The Martin County High School students going to the inauguration are into debating and learning about what is happening in U.S. politics. There are 14 of them taking the trip organized by teacher Kristin Carbone, who invited students in her debate and leadership classes to go to Washington, D.C.

Sophomore Spencer Sigalow has been to the capital before but this will be his first inauguration.

"Being so close to the president is going to be amazing," Sigalow said. He is on the school's debate team and is president of its youth in government group."I just enjoy knowing about the country and being informed about what's going on in the U.S."

The students are going to the inauguration through an educational student travel agency called World Strides and have raised some of the money to cover the $1,700 per student cost. They will pay for the rest out of pocket.

They found out they were going to the inauguration before election day. Senior Emily Kazdin, 17, is too young to vote but said she favored Barack Obama.

Sarah Ciampi, a junior, is the daughter of former Martin County Commissioner Ed Ciampi, a Republican. She met former presidential candidate Mitt Romney and his wife during a campaign rally and said she preferred him over Obama. But she doesn't care who the president being sworn in is.

"It's historic no matter what," she said. "Just being able to be in Washington for the inauguration is a once in a lifetime opportunity we are not going to miss."

'Right in the midst'

The Rev. Kenneth Mills Sr. had tickets to attend Barack Obama's first inauguration but spent most of the time standing in line waiting to get to his designated area. He ended up going to a relative's home in the Washington, D.C., area and watching the rest of the event on television.

This time, when Mills goes back to the capitol with his daughter and sister, he wants to the get to the National Mall earlier.

"I want my grandkids to know that their grandfather was there for the inauguration of the president," he said.

Mills is an associate pastor at Miracle Prayer Temple worship center in Fort Pierce and his wife is St. Lucie County Schools board member Donna Mills. His daughter is an attorney at the federal court in Fort Pierce. She might watch the inauguration from a law firm where she used to work on Pennsylvania Avenue.

But Mills said he prefers to be among the crowd.

"I want to be right in the midst of the inauguration," he said.

Tickets from her congressman

Rozeta Mahboubi is an example that contacting your congressman might turn out results. She got tickets to a seated area at the National Mall for the president's inauguration by calling Rep. Patrick Murphy.

"I called his office and told them I was a resident in Martin County and I wanted to go," she said.

She later got a call back from Murphy's aides telling her she received two tickets she will pick up in person in Washington, D.C.

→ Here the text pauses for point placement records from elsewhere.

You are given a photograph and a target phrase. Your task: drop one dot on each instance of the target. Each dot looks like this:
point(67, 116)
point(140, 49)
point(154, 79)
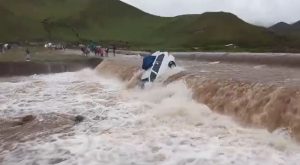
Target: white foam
point(161, 125)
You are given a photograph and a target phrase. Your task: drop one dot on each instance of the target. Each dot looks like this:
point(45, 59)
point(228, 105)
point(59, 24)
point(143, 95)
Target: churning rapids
point(161, 125)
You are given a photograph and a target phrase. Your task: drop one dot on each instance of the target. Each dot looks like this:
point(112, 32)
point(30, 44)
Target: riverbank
point(43, 61)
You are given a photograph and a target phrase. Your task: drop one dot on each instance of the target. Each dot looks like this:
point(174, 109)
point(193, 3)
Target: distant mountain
point(296, 25)
point(281, 27)
point(114, 21)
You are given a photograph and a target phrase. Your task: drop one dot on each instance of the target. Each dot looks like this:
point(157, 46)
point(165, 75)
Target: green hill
point(114, 21)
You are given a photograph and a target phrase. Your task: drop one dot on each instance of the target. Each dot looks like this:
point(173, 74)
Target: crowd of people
point(97, 50)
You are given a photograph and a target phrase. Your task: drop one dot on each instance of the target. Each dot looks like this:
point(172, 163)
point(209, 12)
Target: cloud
point(260, 12)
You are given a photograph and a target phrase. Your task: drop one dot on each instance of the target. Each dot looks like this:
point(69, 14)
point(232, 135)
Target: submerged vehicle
point(155, 65)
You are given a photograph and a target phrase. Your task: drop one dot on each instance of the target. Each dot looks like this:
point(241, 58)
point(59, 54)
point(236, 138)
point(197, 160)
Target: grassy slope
point(111, 20)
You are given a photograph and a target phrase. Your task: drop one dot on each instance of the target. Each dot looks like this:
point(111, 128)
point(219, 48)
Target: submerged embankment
point(254, 95)
point(100, 116)
point(30, 68)
point(161, 125)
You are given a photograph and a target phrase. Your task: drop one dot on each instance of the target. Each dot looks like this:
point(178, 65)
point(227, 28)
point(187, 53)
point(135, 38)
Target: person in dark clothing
point(28, 56)
point(107, 51)
point(114, 49)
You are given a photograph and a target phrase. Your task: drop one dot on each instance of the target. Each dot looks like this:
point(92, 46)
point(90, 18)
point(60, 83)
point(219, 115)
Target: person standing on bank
point(114, 49)
point(28, 56)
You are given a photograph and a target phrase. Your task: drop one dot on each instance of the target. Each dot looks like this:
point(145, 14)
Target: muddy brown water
point(255, 95)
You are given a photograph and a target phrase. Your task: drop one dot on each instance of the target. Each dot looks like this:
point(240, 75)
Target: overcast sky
point(260, 12)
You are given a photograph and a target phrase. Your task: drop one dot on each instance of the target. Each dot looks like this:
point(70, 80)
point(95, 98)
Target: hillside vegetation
point(112, 21)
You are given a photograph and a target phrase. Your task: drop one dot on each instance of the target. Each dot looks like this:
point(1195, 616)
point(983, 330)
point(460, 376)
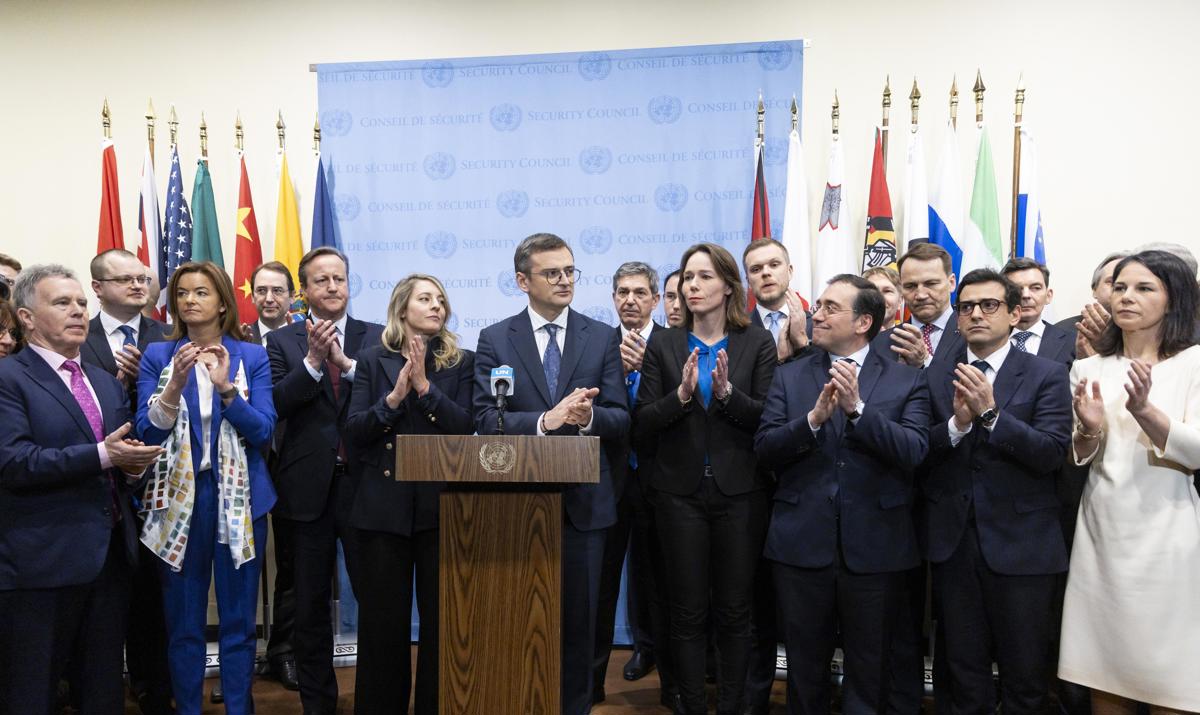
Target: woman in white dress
point(1132, 614)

Mahboubi became interested in attending the ceremony after she heard Barack Obama invited four living ex-presidents to be on his inaugural committee. She works at the Martin County Convention and Visitors Bureau and, although she is not going through her job, she also will attend a reception for people in the tourism industry while in Washington.

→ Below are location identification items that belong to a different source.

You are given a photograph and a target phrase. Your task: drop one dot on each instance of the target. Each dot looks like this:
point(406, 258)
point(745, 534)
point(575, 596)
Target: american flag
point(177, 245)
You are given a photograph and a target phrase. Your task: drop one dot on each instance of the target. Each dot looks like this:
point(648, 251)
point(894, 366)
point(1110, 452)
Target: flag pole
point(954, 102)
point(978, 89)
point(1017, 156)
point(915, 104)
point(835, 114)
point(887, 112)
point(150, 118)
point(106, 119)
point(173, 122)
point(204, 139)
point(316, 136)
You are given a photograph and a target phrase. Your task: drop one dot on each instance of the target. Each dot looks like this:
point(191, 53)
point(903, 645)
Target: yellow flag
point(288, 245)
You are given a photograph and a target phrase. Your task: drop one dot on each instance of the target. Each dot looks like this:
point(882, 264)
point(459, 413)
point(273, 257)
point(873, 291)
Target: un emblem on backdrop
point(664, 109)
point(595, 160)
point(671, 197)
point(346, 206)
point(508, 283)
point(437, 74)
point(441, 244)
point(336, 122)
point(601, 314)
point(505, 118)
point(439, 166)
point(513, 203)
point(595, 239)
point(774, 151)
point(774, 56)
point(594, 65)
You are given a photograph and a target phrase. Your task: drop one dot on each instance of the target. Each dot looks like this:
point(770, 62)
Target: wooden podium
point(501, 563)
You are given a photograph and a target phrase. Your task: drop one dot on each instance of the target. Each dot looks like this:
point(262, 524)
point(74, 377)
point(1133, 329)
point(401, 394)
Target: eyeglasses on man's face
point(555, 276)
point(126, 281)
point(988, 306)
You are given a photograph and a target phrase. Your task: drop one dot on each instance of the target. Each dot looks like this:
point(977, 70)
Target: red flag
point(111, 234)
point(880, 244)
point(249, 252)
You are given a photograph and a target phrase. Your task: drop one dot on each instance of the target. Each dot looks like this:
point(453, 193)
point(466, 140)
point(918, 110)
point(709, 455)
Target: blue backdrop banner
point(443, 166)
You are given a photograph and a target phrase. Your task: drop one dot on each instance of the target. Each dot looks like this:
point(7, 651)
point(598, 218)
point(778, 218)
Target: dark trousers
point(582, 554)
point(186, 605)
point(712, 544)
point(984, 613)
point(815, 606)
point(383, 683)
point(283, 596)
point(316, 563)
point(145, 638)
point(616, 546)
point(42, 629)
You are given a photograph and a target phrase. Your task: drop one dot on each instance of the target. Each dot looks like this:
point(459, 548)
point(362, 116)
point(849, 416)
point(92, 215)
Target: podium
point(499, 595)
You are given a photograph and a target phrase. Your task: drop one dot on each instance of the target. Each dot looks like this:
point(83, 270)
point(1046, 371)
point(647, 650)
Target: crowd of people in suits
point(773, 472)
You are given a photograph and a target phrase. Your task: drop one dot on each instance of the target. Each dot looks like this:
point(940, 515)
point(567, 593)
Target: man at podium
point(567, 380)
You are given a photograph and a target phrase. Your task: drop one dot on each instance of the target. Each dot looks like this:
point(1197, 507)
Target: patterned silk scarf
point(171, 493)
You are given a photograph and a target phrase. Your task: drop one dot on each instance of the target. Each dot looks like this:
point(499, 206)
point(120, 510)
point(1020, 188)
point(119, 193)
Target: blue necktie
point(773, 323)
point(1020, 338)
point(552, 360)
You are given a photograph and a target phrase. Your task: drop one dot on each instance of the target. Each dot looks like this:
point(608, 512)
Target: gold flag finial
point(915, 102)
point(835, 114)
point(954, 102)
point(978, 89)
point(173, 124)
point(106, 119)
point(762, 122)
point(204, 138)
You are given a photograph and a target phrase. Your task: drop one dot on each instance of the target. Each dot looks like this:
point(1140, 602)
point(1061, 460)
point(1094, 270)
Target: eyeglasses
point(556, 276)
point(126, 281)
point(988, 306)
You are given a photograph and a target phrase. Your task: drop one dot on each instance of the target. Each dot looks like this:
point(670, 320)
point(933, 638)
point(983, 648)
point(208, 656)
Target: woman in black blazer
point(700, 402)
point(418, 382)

She gave her second ticket to a friend from Broward County.

Mahboubi voted for Obama and has never seen a presidential inauguration live.

"I thought since he was re-elected and this is his last term it would just be a good opportunity

to be there and witness it," Mahboubi said.

Family affair

For Sharon Flagg, the inauguration will be a family trip. She is going with her 75-year-old mother and sister, who attended the 2009 ceremony.

This will be the first inauguration Flagg and her mother, Fannie Henderson, watch live. They drove to meet up with Flagg's sister, Jackie Barron, in Fort Myers and then flew to Washington, D.C. They plan on visiting the White House the day before the swearing-in ceremony.

Despite the cost of the trip — they are spending $385 to stay at a hotel for one night — Flagg said this is the last opportunity to see the first African American president be inaugurated.

"I'm most excited to go to Washington, D.C., and trying to see the president up close, even though we probably won't be able to do it."